No final da tarde, li em zerohora.com a notícia de que outra ciclista da mesma faixa etária tinha sido atropelada e morta por um ônibus na Zona Norte. Daise Duarte Lopes, 19 anos, estudante de Psicologia, era a segunda vítima do dia nas mesmas circunstâncias. A essa hora, as redes sociais já estavam tomadas de manifestações de solidariedade às famílias das meninas e também de acusações às vítimas e aos motoristas dos ônibus. No tribunal do Facebook, julga-se e condena-se em segundos, mesmo sem conhecer os fatos. Sem a conclusão do trabalho da perícia, qualquer coisa que se diga sobre culpa não passará de palpite, embora seja óbvio que diante de um ônibus a bicicleta está em desvantagem.
Sou mãe de um rapaz de 23 anos e de uma menina de 18. Por isso, fico arrasada com a morte de jovens em acidentes de trânsito. Vivo em campanha permanente por mais segurança no trânsito, o que pressupõe respeito ao princípio básico de que o maior deve proteger o menor. Não sei andar de bicicleta, lamentavelmente. No trânsito, sou motorista (de carro), passageira ou pedestre. Por ser testemunha diária dos risco que ocorrem os ciclistas andando no meio dos carros, saudei a construção de ciclovias, como a da Avenida Ipiranga, e a demarcação de faixas exclusivas, como a da Vasco da Gama, agora com obstáculos que impedem a ocupação pelos carros.
Para minha surpresa, vejo que na Avenida Ipiranga um bom número de ciclistas prefere disputar o espaço com os carros a usar a faixa exclusiva. Trata-se de uma opção política, para dizer que a rua é pública e que as bicicletas têm tanto direito de trafegar quanto motos, carros, lotações, ônibus e caminhões. E têm mesmo, segundo o Código Brasileiro de Trânsito, mas eu jamais recomendaria essa opção aos meus filhos, pois tenho certeza de que estão mais seguros na ciclovia.
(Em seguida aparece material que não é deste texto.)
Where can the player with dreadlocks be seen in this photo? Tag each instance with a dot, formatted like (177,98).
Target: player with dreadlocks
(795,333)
Na quinta-feira à noite, voltando para casa pela Ipiranga, sinalizei que iria dobrar à esquerda na Ramiro Barcelos _ o sinal estava verde para mim e vermelho para os ciclistas que cruzam a Ramiro pela ciclovia. Eis que dois deles, usando roupas sem qualquer sinal luminoso, ignoram o sinal vermelho, cortam a minha frente e atravessam a Ramiro sem nem olha para o lado. Como eu estava devagar e atenta, nada ocorreu além de um susto, mas os dois correram o risco de ser atropelados por um veículo maior.
Já presenciei tantas cenas de desrespeito a pedestres e ciclistas no trânsito de Porto Alegre que afirmo sem medo de errar: nossa cidade padece de falta de civilidade na relação entre os diferentes atores do trânsito. Que outro nome se poderia dar a essa mania de trancar os cruzamentos quando fecha um sinal? Ao gesto de buzinar e encostar na traseira do carro quando se para numa faixa de segurança? À forma como os motoristas de carros potentes tratam os de motor 1.0?
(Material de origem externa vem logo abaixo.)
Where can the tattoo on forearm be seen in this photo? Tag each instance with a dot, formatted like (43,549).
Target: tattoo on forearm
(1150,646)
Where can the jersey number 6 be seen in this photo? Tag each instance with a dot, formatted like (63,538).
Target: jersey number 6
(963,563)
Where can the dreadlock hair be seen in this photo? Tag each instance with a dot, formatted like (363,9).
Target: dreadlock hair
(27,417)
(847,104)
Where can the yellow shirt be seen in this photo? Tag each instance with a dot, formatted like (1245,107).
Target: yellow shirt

As duas mortes devem servir para uma reflexão sobre o que é possível fazer para aumentar a segurança dos ciclistas além apelar para que os motoristas de ônibus não corram tanto e que todos respeitem quem anda sobre duas rodas. Os ciclistas também devem fazer a sua parte, estudando as regras de trânsito, respeitando os sinais e redobrando a atenção. Pedalar ouvindo música pode ser uma das coisas mais prazerosas do mundo, mas especialistas advertem que o uso de fones de ouvido desvia a atenção e contribui para os acidentes.
Espero viver o suficiente para ver os ciclistas respeitados em Porto Alegre como são nas cidades do Primeiro Mundo. E para vê-los respeitarem os pedestres, não andando pelas calçadas. Bicicleta faz bem para a saúde e para o meio ambiente e deve ser incentivada, mas não substitui os meios de transporte de massa. O que as cidades precisam é de transporte coletivo de qualidade e com preços acessíveis, para desestimular o uso do automóvel, e de convivência pacífica entre todos os meios, porque ninguém tem o direito de se achar o dono da rua.